Keen to revive its Soviet-era status as a world power, Russia is looking for new allies in the east at a time when its ties with the United States and the European Union remain sour.
 
Medvedev, who took over the presidency from his mentor Vladimir Putin this month, is due to head further east, to China, on Friday for the second part of his trip.

By contrast, Putin's first trip as Russian president in 2000 was to Britain. 

Medvedev's talks on energy ties with Nazarbayev were due to include a Moscow-backed Caspian gas pipeline project, as well as space and military projects, but no concrete deals are expected to be signed.

'Great honour'

Nazarbayev, who had warm personal relations with Putin, will be closely watching his 42-year-old Russian counterpart for clues to his leadership style. 
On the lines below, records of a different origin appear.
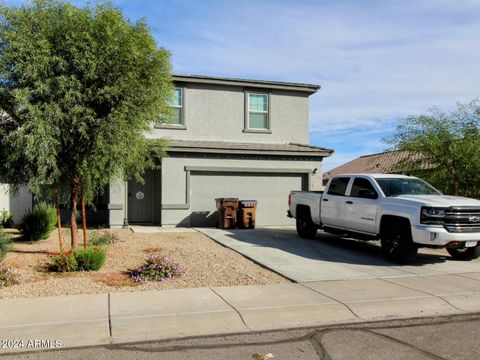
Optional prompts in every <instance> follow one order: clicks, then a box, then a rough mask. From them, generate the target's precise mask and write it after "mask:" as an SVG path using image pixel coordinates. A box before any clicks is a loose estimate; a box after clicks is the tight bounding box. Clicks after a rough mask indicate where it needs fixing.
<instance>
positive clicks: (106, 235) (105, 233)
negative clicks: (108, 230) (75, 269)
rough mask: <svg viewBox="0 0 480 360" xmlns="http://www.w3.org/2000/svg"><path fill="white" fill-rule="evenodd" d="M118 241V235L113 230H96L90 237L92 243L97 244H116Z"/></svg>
mask: <svg viewBox="0 0 480 360" xmlns="http://www.w3.org/2000/svg"><path fill="white" fill-rule="evenodd" d="M117 241H118V235H117V234H115V233H113V232H111V231H102V232H100V233H98V232H96V233H94V234H93V235H92V237H91V238H90V244H91V245H96V246H103V245H110V244H115V243H116V242H117Z"/></svg>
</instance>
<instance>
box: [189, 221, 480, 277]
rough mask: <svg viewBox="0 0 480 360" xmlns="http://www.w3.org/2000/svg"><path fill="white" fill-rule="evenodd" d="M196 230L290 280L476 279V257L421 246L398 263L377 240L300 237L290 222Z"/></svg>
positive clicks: (199, 229)
mask: <svg viewBox="0 0 480 360" xmlns="http://www.w3.org/2000/svg"><path fill="white" fill-rule="evenodd" d="M197 230H198V231H200V232H202V233H204V234H206V235H207V236H209V237H210V238H212V239H214V240H215V241H217V242H219V243H221V244H222V245H224V246H226V247H229V248H231V249H233V250H235V251H237V252H239V253H241V254H242V255H244V256H246V257H248V258H250V259H252V260H254V261H255V262H257V263H259V264H261V265H263V266H265V267H267V268H269V269H271V270H273V271H275V272H277V273H280V274H281V275H283V276H285V277H287V278H289V279H291V280H293V281H295V282H313V281H324V280H352V279H370V278H392V279H394V278H403V277H415V276H421V275H438V274H466V275H465V276H466V277H471V276H474V278H479V279H480V276H479V275H480V261H479V260H480V259H477V260H474V261H466V262H464V261H455V260H453V259H451V258H450V257H449V255H448V253H447V252H446V251H445V250H430V249H420V251H419V255H418V257H417V260H416V262H415V263H413V264H410V265H397V264H394V263H391V262H389V261H387V260H385V259H384V258H383V257H382V254H381V249H380V244H379V241H369V242H366V241H357V240H353V239H348V238H341V237H338V236H334V235H329V234H325V233H323V232H320V231H319V233H318V234H317V237H316V238H315V239H314V240H305V239H301V238H300V237H299V236H298V235H297V233H296V230H295V227H290V226H289V227H285V226H284V227H264V228H257V229H255V230H241V229H234V230H219V229H210V228H198V229H197ZM469 273H477V274H469Z"/></svg>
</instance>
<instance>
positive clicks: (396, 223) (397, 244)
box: [381, 222, 418, 264]
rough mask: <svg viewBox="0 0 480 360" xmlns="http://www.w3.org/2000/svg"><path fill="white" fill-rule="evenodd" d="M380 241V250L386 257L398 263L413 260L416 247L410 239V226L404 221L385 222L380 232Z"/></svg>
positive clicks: (410, 261)
mask: <svg viewBox="0 0 480 360" xmlns="http://www.w3.org/2000/svg"><path fill="white" fill-rule="evenodd" d="M408 225H409V224H408ZM381 243H382V252H383V254H384V255H385V256H386V257H387V259H389V260H391V261H393V262H396V263H398V264H406V263H408V262H411V261H413V260H414V259H415V256H416V255H417V252H418V247H416V246H415V244H414V243H413V241H412V233H411V231H410V228H409V226H407V224H404V223H399V222H390V223H389V224H386V226H384V229H383V231H382V234H381Z"/></svg>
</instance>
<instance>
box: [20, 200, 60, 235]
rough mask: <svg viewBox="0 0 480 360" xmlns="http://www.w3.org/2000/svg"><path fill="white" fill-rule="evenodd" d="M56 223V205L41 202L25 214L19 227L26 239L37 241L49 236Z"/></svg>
mask: <svg viewBox="0 0 480 360" xmlns="http://www.w3.org/2000/svg"><path fill="white" fill-rule="evenodd" d="M55 225H57V211H56V209H55V207H53V206H51V205H48V204H45V203H41V204H38V205H37V206H35V207H34V208H33V209H32V210H30V211H28V212H27V213H26V214H25V215H24V216H23V218H22V221H21V222H20V225H19V228H20V231H21V232H22V234H23V238H24V240H29V241H37V240H41V239H46V238H48V237H49V236H50V233H51V232H52V231H53V229H55Z"/></svg>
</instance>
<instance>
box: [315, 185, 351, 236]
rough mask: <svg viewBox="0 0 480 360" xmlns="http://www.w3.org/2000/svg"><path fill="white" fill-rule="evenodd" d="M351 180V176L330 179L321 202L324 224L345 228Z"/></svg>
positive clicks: (321, 212)
mask: <svg viewBox="0 0 480 360" xmlns="http://www.w3.org/2000/svg"><path fill="white" fill-rule="evenodd" d="M349 182H350V177H349V176H345V177H336V178H333V179H332V180H331V181H330V184H329V186H328V189H327V192H325V193H323V196H322V201H321V203H320V204H321V205H320V217H321V220H322V224H323V225H326V226H333V227H338V228H343V226H344V225H343V223H344V221H343V217H344V211H345V194H346V192H347V187H348V183H349Z"/></svg>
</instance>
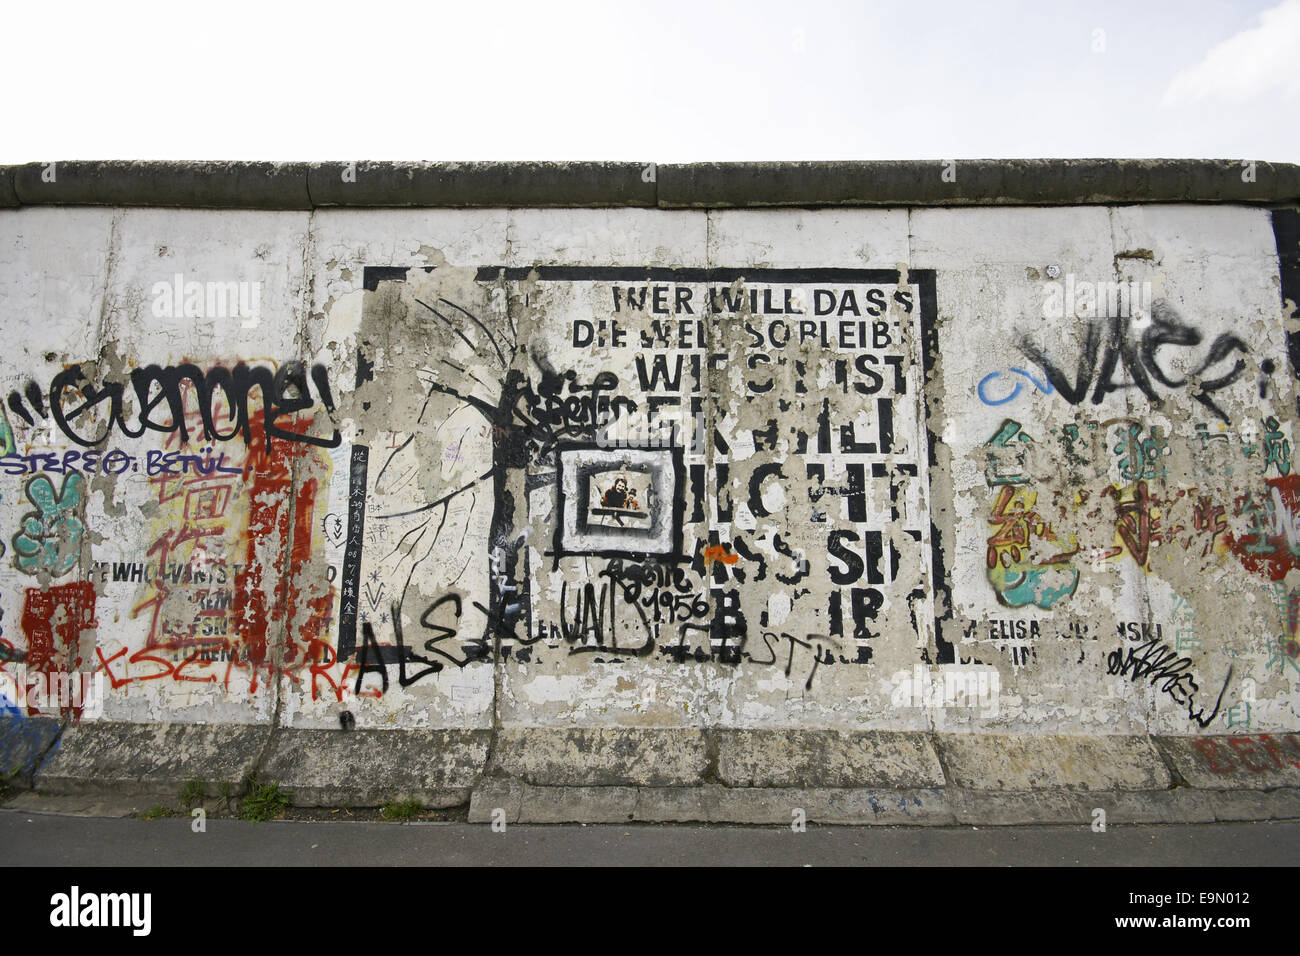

Addressing him after a grand ceremony, Nazarbayev, in power for 18 years, called his relations with Russia "strategic".

"It's a great honour for us that you paid your first visit as president to Kazakhstan," he said.

A traditional Moscow ally, Kazakhstan is Central Asia's biggest economy and key to Russia's strategy of retaining its Soviet-era monopoly on regional energy exports.

Itself a booming oil economy with growing diplomatic ambitions, Kazakhstan has sought to balance its standing by forging closer ties with the West and China.

It has also hinted it may start buying military hardware from Nato allies.

Kazakhstan, where Russian remains an official language alongside Kazakh, has also irritated Moscow by suggesting it may take part in Western-proposed projects to ship its oil to Europe while bypassing Russia.

To counter these moves, Russia has struck a deal with Kazakhstan, Turkmenistan and Uzbekistan to revive a Soviet-era pipeline network that channels gas via Russian territory.